[Prescript: Tonight I got drenched in a cloudburst during a cross-city walk that I didn’t plan on happening. ‘Twas basically okay, though, for at all the crucial nodes and junctures I had the jukebox remnants of Ms. Williams’ “Jackson” playing in my head. The stuff that matters is the stuff that gets you through.]
If this election really was as historic as everyone seems to think it was and if the speed with which TV resumes normal broadcasting after outsized events is any indication, Americans must be the most bovine creatures that ever existed; by 10 a.m. today I felt like I was finding nothing but Malcolm in the Middle reruns the morning after Lincoln visited Ford’s Theater. The lasting damage looks to have occurred inside my friends’ psyches, but then a lot of them really expected Kerry to win. I never could see it myself – I mean, I live in America, and paid glancing attention to what’s been going on here the last 30 years or so – plus his campaign was spattered with telltale signs as he failed to get a lasting national bump from even a single one of his supposed highlights (e.g., Iowa, naming Edwards, or the convention) or gain any traction despite the endless trail of bad news that littered Bush’s excellent Iraqi adventure like a line of smelly elephant turds. The most interesting part of the whole day yesterday – that is, the only part that had any emotional coloring beyond outright head-rolling depression – came around four o’clock. By then the major anchors were openly chirping about how happy and gloomy the Kerry and Bush camps were respectively thanks to the early exit polls from Florida and Ohio, and that was the capper to a train of details accruing over the previous 48 hours that made everyone feel the wind shifting behind John Kerry’s back. But then there came a long empty hour or two in which the pundits droned on and flashed their fancy graphics but no real hard news was breaking that was like the anticipatory moments before a gathering thunderstorm. You could see the clouds piling up overhead and darkening in hue…but then they just sat there and the rain never came. By the third or fourth time that George Stephanopoulos and the other handicappers mentioned that the red and blue states were falling into the exact same slots as 2000, it was obvious that something was wrong, and that all the ballyhooed new turns this election was supposed to hinge upon – the insurgent youth vote, the angry minority vote, and a Democratic party incensed by ’00 and flush with cash gathered through the Internet – weren’t going to cut the nut.

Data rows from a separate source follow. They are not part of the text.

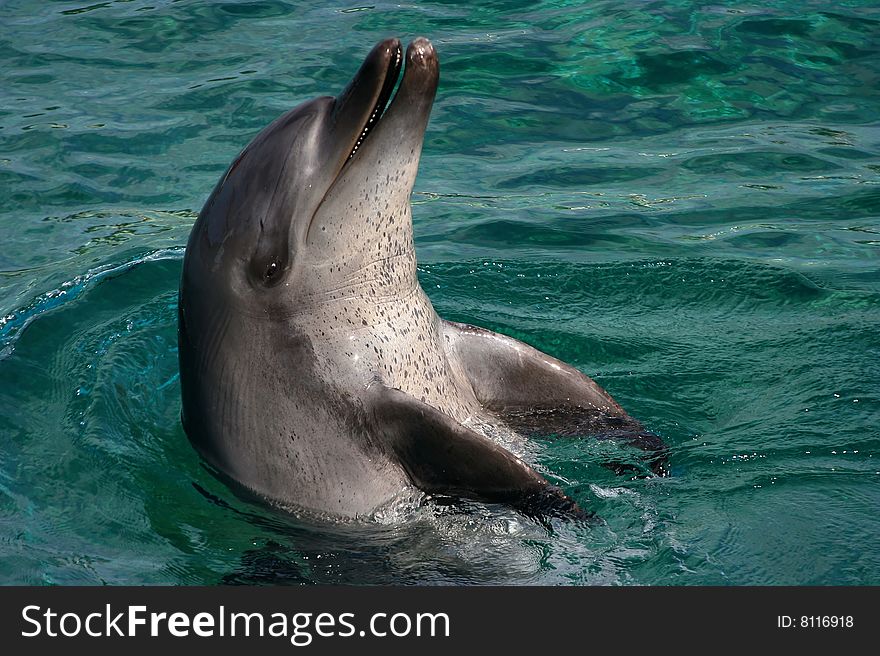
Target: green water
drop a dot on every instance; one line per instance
(679, 198)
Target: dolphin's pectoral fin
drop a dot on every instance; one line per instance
(535, 393)
(442, 456)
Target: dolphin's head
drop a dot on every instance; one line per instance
(308, 200)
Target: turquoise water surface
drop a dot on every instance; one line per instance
(682, 199)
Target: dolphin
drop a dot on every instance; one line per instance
(314, 371)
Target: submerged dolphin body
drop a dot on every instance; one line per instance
(314, 369)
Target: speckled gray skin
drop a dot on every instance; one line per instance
(314, 369)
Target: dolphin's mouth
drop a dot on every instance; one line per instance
(395, 63)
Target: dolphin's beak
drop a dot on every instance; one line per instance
(359, 106)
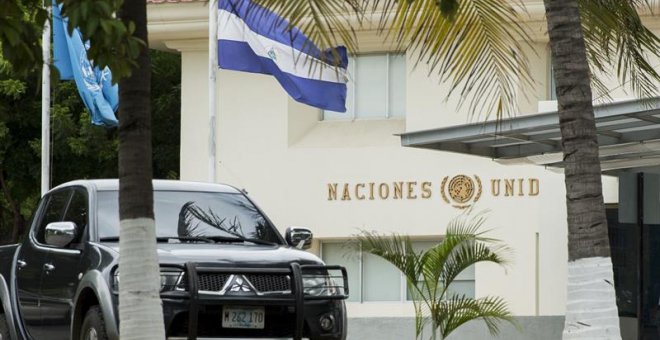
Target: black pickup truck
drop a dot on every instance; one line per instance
(226, 272)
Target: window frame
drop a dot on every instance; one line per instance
(352, 69)
(403, 294)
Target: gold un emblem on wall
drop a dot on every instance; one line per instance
(462, 190)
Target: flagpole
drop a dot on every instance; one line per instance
(45, 106)
(213, 64)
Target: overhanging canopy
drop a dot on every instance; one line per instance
(628, 136)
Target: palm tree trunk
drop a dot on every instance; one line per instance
(140, 310)
(591, 304)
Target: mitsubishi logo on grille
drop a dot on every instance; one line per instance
(238, 285)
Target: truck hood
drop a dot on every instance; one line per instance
(230, 254)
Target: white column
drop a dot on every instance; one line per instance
(45, 108)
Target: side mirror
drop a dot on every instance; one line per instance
(60, 234)
(298, 237)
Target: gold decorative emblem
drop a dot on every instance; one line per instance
(462, 190)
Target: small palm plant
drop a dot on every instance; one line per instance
(430, 274)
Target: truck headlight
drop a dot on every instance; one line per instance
(170, 279)
(319, 285)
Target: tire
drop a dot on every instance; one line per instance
(93, 327)
(4, 328)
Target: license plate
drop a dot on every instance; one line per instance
(243, 317)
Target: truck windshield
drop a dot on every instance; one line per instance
(193, 214)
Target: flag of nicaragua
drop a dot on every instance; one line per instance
(95, 86)
(254, 39)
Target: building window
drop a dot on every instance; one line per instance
(376, 88)
(371, 279)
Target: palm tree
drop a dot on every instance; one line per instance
(140, 310)
(590, 273)
(467, 43)
(430, 274)
(474, 45)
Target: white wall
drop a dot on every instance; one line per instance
(286, 167)
(284, 156)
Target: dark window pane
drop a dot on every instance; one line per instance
(78, 212)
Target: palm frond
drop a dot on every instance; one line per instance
(459, 310)
(464, 245)
(617, 39)
(476, 47)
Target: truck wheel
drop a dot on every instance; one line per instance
(4, 329)
(93, 327)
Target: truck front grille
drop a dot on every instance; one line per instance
(263, 283)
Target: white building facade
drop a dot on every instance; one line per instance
(338, 174)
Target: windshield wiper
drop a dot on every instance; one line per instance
(238, 238)
(165, 239)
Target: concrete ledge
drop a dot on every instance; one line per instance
(531, 327)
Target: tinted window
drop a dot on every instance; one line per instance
(181, 213)
(77, 212)
(54, 211)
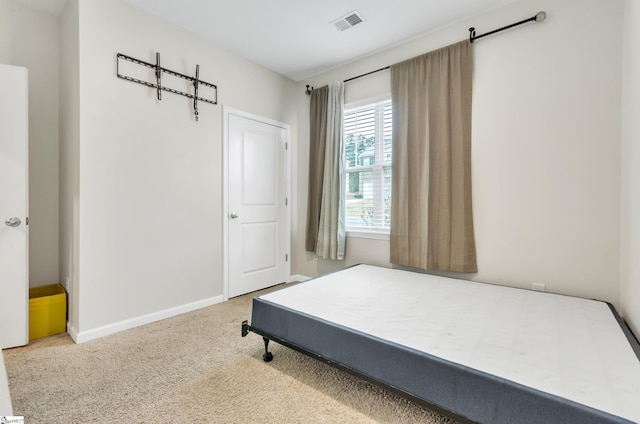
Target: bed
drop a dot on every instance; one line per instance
(474, 351)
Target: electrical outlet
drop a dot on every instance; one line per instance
(537, 287)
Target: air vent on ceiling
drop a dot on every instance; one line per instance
(349, 20)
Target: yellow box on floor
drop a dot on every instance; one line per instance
(47, 311)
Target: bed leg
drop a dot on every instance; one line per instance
(268, 356)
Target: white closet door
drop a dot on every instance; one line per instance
(14, 232)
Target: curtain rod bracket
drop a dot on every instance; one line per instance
(539, 17)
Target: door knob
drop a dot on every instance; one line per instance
(13, 222)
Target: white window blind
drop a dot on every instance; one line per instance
(367, 141)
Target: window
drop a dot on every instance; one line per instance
(367, 144)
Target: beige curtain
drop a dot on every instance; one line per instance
(326, 229)
(317, 143)
(431, 219)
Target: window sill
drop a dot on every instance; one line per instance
(372, 234)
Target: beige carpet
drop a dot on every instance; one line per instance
(194, 368)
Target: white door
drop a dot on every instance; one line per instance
(258, 218)
(14, 232)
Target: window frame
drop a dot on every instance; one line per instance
(376, 233)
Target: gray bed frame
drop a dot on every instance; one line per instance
(454, 390)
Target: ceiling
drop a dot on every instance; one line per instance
(295, 38)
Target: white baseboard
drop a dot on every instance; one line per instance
(85, 336)
(299, 277)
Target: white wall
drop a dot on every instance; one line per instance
(30, 38)
(546, 150)
(69, 156)
(630, 225)
(150, 183)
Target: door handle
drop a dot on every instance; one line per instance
(13, 222)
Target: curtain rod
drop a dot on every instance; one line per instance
(539, 17)
(310, 88)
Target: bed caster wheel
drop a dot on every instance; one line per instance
(267, 356)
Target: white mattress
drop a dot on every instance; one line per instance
(566, 346)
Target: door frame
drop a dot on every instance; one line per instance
(226, 112)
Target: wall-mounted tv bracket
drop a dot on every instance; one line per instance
(158, 82)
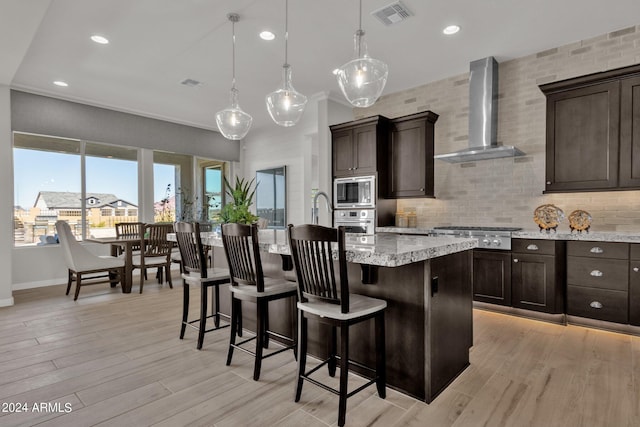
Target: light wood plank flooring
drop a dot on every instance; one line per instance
(116, 360)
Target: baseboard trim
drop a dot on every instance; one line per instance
(6, 302)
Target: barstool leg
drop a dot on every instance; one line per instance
(332, 352)
(260, 334)
(215, 306)
(234, 325)
(185, 308)
(344, 373)
(203, 315)
(381, 358)
(302, 352)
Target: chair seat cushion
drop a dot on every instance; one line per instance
(359, 306)
(148, 261)
(271, 287)
(213, 275)
(103, 262)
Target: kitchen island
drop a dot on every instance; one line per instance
(426, 282)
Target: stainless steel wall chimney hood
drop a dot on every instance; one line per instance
(483, 117)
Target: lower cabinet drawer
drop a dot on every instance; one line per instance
(601, 304)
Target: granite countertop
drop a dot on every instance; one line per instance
(386, 250)
(593, 236)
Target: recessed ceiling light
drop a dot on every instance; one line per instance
(99, 39)
(267, 35)
(451, 29)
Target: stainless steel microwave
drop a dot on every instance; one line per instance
(354, 192)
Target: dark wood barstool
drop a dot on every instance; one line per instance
(320, 298)
(249, 284)
(195, 272)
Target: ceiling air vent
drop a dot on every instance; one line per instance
(392, 13)
(190, 82)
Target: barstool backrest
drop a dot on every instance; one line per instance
(312, 252)
(191, 249)
(243, 254)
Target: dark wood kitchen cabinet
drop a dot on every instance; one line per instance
(598, 280)
(492, 276)
(537, 275)
(634, 284)
(593, 132)
(411, 155)
(358, 147)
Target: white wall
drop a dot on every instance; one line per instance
(298, 148)
(6, 194)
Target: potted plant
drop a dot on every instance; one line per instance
(241, 198)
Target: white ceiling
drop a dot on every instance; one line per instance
(155, 44)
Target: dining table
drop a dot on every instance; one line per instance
(126, 242)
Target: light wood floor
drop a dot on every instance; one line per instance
(116, 360)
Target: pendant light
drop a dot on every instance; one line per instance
(363, 78)
(233, 123)
(286, 105)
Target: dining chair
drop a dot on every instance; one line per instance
(196, 272)
(85, 268)
(248, 283)
(320, 298)
(129, 229)
(155, 251)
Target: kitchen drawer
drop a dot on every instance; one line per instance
(604, 274)
(598, 249)
(540, 247)
(601, 304)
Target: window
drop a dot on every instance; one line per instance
(48, 183)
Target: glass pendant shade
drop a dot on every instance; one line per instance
(233, 123)
(286, 105)
(362, 79)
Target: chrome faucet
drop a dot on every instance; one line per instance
(314, 211)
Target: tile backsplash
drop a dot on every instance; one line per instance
(505, 192)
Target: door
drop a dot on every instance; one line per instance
(492, 276)
(582, 138)
(533, 282)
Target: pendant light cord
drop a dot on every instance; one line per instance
(286, 32)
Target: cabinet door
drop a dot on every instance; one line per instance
(342, 146)
(364, 140)
(411, 159)
(492, 277)
(630, 133)
(533, 282)
(582, 138)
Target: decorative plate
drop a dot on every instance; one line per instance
(579, 221)
(548, 217)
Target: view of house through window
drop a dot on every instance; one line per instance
(49, 185)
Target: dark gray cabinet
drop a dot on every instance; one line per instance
(537, 275)
(593, 132)
(358, 147)
(634, 284)
(598, 280)
(411, 156)
(492, 276)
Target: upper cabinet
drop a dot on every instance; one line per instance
(410, 156)
(593, 132)
(357, 147)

While it’s true that 55,000,000 Americans voted for a liberal Massachusetts senator who once referred to our wartime actions in Vietnam as “atrocities” and put him within a single state’s electoral votes of the White House, it’s also true that more than 59,000,000 reelected a man who, after plunging us into a harebrained war and gutting the economy, couldn’t think of a single mistake that he’d made in the course of it all. The fact that this same man acted as if he had a mandate when he didn’t even have a majority of the popular vote makes it easy to guess what he’ll do now that he’s been reelected after a noisome campaign, had his single largest Senate opponent removed, firmed up the House, and stands in line to make perhaps a couple or three Supreme Court appointments. How one should react to these circumstances seems entirely a matter of personal choice, but right now I can sympathize equally with the suicidal, the expatriate, and the armed revolutionary. “Don’t mourn – organize,” is what Joe Hill supposedly said before a Utah firing squad cut him down, and that seems like an outstanding posture for all true-blue activist types to adopt. On the other hand, the real problem is America itself, and that’s a question even the smartest political animals on the left rarely seem to get a handle on. [Here follows some stuff I really shouldn’t post yet. This program has a nifty feature that allows you to X out all troublesome Microsoft Word features, but to date it doesn’t do shit towards salting down my more lachrymose, heartrending prose. Let me re-read tomorrow and see what I think then. Expression aside, the sentiment remains the same: This country has one long row to hoe.]